When I got home, my second birthday surprise was waiting for me. A lovely bouquet of spring flowers with a very sweet note had been sent to my house. Then, my mother presented me with a small box of gourmet chocolates and one of her signature, corny birthday cards. Within 5 minutes I had a smile on my face again! So I went to dinner with the 'rents and Katie/Steve-o, where I got my favorite grilled mahi tacos- yum! And when I got home, I got a great phone call from Amy, Katie, and Sam wishing me happy birthday. Tonight- a warm bed, some chocolates, and probably reruns of The Office on Netflix.

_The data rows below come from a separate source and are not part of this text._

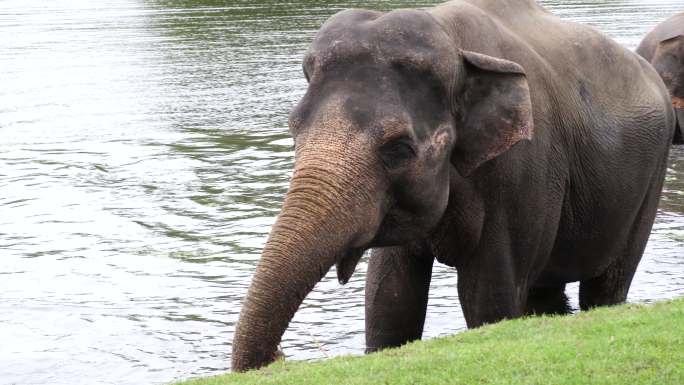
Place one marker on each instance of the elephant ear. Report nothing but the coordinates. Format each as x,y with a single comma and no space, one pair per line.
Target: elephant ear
494,110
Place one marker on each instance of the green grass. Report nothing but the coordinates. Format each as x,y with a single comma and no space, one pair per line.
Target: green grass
629,344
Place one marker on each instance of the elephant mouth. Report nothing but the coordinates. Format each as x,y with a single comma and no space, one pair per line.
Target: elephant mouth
347,264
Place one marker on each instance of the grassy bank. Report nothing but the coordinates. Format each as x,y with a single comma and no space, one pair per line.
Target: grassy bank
629,344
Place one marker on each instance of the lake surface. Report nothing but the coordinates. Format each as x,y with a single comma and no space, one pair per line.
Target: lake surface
143,158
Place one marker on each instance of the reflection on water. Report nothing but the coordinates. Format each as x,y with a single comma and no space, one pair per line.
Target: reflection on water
144,157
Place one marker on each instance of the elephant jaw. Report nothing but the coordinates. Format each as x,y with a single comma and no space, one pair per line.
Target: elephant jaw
347,264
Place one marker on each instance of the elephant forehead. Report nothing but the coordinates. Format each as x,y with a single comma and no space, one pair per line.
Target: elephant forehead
408,36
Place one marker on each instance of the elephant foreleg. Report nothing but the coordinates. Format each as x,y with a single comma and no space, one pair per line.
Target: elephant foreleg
397,288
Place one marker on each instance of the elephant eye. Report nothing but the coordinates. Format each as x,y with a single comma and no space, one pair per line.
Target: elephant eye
397,152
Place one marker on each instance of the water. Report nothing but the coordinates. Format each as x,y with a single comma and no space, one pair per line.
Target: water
143,159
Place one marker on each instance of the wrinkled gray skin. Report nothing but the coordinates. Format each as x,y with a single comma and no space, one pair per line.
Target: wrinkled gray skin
525,151
664,49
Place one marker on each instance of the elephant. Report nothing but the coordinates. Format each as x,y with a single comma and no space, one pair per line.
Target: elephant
664,49
522,150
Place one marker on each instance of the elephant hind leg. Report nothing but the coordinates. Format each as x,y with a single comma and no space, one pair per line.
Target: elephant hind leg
612,286
397,286
547,300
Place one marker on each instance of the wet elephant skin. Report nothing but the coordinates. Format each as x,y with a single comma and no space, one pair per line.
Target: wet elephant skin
483,134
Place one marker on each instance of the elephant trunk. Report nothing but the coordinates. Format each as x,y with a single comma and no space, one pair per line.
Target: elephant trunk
324,220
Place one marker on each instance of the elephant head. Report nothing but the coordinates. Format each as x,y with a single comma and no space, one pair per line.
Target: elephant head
392,107
668,60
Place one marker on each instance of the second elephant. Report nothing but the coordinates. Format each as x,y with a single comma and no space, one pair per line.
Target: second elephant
664,49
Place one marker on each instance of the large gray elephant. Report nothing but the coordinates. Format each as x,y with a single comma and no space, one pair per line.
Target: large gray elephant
525,151
664,49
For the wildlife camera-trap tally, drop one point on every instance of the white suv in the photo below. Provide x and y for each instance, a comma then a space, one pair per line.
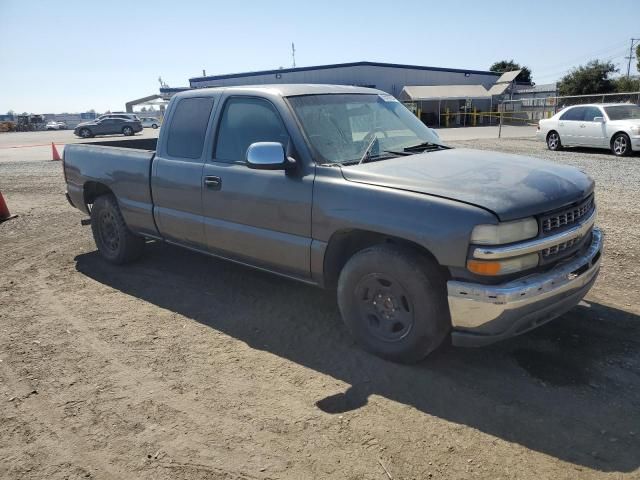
615, 126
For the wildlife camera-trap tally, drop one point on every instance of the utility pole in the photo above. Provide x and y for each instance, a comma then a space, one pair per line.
630, 57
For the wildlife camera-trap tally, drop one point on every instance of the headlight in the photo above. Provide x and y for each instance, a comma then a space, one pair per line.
503, 267
506, 232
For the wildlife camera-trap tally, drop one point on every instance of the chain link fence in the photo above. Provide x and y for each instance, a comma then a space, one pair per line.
528, 111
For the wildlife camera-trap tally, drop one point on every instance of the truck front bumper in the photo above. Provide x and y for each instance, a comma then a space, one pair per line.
483, 314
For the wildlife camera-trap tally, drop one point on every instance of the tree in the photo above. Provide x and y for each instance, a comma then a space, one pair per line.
627, 84
508, 66
592, 78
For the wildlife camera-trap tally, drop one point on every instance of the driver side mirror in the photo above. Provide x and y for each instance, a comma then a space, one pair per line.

Needless to say, this was a day of ups and downs. But the thing that leaves me smiling at the end of it are the efforts made by my family and friends. The ones who really, truly love me. When I was convinced that the day was ruined, and my mood couldn't possibly be improved, a few people really swept in and proved me wrong. There also something to be said for all of the facebook wall posts which I've been reading since I got home. I know that it's a small effort, but it really does make me happy to know that I know so many great, friendly people. So, to anyone and everyone that made today great, THANK YOU! It meant a lot to me, and I hope that I can return the favor to some, if not all, of you someday!